THE BACHELOR

The unnamed 29-year-old narrator has returned to his hometown, Des Moines, after the breakup of a long-term relationship. His first novel has been published, and he has abandoned the draft of his second. While staying at his mother’s friend’s house, he becomes enthralled with the reality TV show The Bachelor and with the life and work of the poet John Berryman. As he reflects on art, love, reality, and relationships, the narrator gradually rejoins the world through platonic and romantic relationships with a series of women, including an ex-turned-friend, the house’s sexually liberated owner, a would-be poet, and a bookish recent graduate.

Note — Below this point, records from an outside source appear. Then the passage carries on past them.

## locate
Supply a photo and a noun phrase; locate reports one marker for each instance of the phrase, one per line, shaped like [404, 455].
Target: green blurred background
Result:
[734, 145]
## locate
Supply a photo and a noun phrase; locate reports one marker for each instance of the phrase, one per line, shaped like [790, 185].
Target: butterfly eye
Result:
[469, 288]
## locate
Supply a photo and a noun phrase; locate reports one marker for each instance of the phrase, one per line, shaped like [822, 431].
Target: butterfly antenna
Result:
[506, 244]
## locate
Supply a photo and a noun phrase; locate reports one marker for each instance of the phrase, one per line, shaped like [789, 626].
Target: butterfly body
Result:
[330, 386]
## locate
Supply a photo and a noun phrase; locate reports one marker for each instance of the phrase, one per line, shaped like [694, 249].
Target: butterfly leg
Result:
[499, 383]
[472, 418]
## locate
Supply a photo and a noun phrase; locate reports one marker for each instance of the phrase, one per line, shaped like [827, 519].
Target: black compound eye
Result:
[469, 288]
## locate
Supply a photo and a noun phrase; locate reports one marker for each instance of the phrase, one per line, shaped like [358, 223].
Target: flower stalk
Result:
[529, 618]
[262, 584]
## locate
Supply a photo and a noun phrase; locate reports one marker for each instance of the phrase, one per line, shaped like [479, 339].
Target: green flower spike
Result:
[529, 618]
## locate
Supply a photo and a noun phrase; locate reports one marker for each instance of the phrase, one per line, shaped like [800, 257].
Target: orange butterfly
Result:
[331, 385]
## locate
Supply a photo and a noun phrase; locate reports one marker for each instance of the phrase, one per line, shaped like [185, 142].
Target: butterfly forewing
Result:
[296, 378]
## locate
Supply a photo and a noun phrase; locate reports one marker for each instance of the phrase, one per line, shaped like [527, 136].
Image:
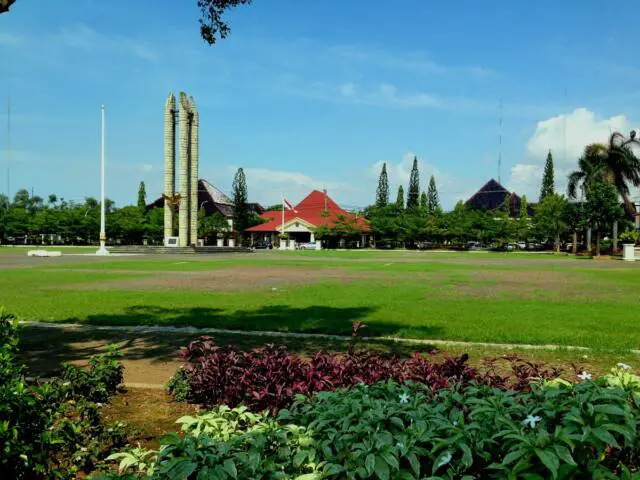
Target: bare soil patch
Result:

When circumstances bring him to a housesitting job at a mountaintop California mansion, the protagonist discovers a tentative way forward from his self-created impasse. Some readers may question the narrator’s conceit of himself as an analogue to television’s Bachelor; are these many women solely present for the male hero’s enlightenment? Thankfully, Palmer’s female characters are interesting of their own accord, not merely in relationship to the young man telling the story, and instead of a bed-hopping serial conqueror, the hero, blocked, confused, and frustrated, can be a sad sack. Interspersed with the main narrative are reflections on love, vocation, performance, illusion, and reality occasioned by the high art of John Berryman and the mass culture of reality television. While these analyses may deter plot-oriented readers, these intriguing, amusing, provocative, and insightful passages contribute to the book’s success as a novel equally concerned with the heart and the mind.